There was latent potential support for MMP. A majority of Ontarians said "artificial" seat majorities (like the one handed to the provincial Liberals with only 42 per cent of the popular vote) are unacceptable. Most prefer governments "made up of two or three parties because they are forced to compromise" over "one-party governments so they can get things done." They favour proportionality, even for small parties: About 60 per cent think "a party that gets 10 per cent of the vote should get 10 per cent of the seats." Close to two-thirds like the idea of casting two votes. Not surprisingly, the more people knew about MMP, the more likely they were to support it.
Yet these values only helped the MMP cause so much, because many Ontarians were in the dark about the proposal. Just before voting day, two-thirds were aware that a referendum was taking place and the same proportion said they knew something about MMP. But useful knowledge about the proposal was rare. Less than one-third knew MMP makes multiparty governments more likely. Less than half were aware that MMP makes votes and seats proportional, that it would give seats to more parties, and that it involves two votes.
Two specific elements of MMP proved to be liabilities.
First, increasing the number of members in the legislature by 22 was not well received. Ontarians who believed this was a good idea were clearly outnumbered. More important, there were the infamous party lists - the biggest weapon in the anti-MMP arsenal. A majority thought giving control over the composition of those lists to parties was a bad thing. Only 16 per cent liked the idea.
The possibility of a new electoral system was not the only surprise for Ontarians. Its source - a Citizens' Assembly - was probably even more unfamiliar to the public. Voters tend to be skeptical of referendum proposals from politicians, so the assembly might have provided much-needed grassroots legitimacy. But only if voters knew that its members were ordinary people.
Few discovered that. The media paid little attention to the assembly and often described it as "set up by the government" - a half-truth that did nothing to dispel voters' assumption that the proposal was coming from the usual political suspects. At the start of the campaign, half said they knew nothing about the assembly and, amazingly, there was no gain in awareness over the campaign.
So, knowledge about MMP and the Citizens' Assembly pushed voters toward the new system. Could referendum support have reached the 60 per cent threshold if voters had been fully informed about both?

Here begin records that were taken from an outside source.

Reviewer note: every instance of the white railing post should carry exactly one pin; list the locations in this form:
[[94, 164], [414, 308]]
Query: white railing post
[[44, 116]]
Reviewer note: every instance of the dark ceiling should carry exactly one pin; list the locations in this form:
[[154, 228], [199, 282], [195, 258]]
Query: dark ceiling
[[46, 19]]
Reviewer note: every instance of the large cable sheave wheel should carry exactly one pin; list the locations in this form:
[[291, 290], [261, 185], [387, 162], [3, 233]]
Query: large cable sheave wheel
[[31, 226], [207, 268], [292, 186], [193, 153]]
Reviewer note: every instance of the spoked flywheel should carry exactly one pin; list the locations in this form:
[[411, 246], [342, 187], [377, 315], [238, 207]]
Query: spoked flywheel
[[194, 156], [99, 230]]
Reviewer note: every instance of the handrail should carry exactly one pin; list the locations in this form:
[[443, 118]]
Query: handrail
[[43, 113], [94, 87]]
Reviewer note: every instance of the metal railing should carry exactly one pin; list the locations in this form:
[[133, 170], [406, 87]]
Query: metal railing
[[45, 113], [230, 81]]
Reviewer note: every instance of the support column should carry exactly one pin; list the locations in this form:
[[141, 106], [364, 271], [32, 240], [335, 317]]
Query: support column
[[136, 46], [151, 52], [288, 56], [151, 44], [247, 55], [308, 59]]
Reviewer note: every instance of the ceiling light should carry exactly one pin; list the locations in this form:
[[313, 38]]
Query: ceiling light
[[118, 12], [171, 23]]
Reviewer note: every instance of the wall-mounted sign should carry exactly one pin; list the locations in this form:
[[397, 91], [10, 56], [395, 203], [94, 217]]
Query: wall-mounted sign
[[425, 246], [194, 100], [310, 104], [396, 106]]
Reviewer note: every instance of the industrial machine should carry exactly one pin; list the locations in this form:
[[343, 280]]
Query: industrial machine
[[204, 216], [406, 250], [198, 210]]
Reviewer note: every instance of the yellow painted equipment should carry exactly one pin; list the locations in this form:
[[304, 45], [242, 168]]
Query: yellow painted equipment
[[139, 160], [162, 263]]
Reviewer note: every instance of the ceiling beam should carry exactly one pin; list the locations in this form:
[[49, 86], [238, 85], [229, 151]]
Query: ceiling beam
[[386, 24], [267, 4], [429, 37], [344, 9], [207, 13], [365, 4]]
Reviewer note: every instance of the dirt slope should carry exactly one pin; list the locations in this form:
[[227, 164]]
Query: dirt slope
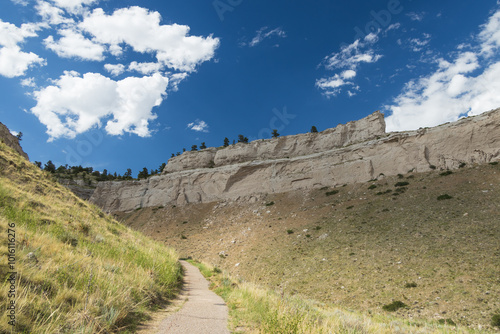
[[361, 246]]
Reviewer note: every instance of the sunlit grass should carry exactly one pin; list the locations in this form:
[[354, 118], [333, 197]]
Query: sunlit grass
[[79, 271]]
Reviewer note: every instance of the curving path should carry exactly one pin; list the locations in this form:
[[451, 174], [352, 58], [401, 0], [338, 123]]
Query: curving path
[[203, 311]]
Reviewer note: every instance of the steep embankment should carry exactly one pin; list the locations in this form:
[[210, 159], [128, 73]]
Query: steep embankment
[[356, 152], [359, 246], [78, 270]]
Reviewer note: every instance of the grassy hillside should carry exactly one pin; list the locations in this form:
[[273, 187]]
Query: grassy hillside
[[429, 241], [78, 270]]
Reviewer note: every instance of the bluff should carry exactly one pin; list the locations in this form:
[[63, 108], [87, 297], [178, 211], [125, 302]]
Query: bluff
[[355, 152], [8, 139]]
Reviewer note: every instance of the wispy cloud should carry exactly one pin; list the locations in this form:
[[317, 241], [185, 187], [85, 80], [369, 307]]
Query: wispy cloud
[[464, 86], [198, 126], [348, 61], [416, 16], [263, 34]]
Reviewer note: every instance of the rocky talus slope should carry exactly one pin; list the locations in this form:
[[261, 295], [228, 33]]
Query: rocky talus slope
[[356, 152]]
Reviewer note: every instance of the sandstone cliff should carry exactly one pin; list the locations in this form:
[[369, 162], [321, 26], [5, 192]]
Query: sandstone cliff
[[356, 152], [11, 140]]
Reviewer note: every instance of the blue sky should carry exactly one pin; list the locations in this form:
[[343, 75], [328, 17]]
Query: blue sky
[[124, 84]]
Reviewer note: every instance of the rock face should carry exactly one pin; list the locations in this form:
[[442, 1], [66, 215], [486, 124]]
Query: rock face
[[11, 140], [283, 147], [356, 152]]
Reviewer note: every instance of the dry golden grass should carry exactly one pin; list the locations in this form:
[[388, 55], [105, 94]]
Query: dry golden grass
[[257, 310], [79, 271], [355, 249]]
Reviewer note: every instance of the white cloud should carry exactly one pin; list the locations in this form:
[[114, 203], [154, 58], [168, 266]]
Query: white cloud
[[28, 82], [13, 61], [418, 44], [468, 85], [262, 35], [198, 126], [75, 104], [141, 29], [490, 35], [20, 2], [349, 58], [115, 69], [416, 16], [74, 6], [74, 44], [145, 68]]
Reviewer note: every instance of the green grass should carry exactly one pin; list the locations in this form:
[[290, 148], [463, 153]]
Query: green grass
[[261, 310], [79, 270]]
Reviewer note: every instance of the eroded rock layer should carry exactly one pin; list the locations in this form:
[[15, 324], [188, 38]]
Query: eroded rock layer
[[356, 152]]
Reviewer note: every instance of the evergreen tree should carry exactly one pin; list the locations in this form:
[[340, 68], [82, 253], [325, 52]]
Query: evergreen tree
[[50, 167]]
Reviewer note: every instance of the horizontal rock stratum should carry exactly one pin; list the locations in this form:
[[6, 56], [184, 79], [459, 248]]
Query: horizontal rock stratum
[[358, 151]]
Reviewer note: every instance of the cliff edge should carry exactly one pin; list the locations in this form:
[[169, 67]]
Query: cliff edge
[[355, 152], [11, 141]]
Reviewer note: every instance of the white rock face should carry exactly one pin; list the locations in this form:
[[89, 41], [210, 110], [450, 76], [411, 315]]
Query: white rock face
[[309, 161]]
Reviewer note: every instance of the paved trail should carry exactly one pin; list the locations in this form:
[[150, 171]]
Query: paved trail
[[203, 311]]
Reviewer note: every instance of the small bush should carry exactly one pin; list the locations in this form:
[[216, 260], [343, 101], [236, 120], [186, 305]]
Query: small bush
[[333, 192], [495, 320], [394, 306], [447, 322], [444, 197]]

We can simulate the outcome if all citizens had known: (1) that MMP would give voters two votes, elect some members whose names never appear on a ballot, produce proportional outcomes with more parties and infrequent majorities; and (2) that assembly members "were ordinary Ontarians," "had an equal chance of being chosen," "represented all parts of Ontario," "became experts on electoral systems," and that "most members wanted what's best for all Ontarians" (rather than themselves).
Under these conditions, our data indicate the result would have been 63 per cent for MMP and 37 per cent for the existing system - exactly the mirror image of the actual outcome.
This is probably heartening, and yet disappointing, for electoral reformers. And perhaps opponents should show more relief than smugness.
The survey was conducted by the Institute for Social Research at York University from Sept. 10 to Oct. 9. Sampling margins of error are between 4 and 8 per cent, 19 times out of 20.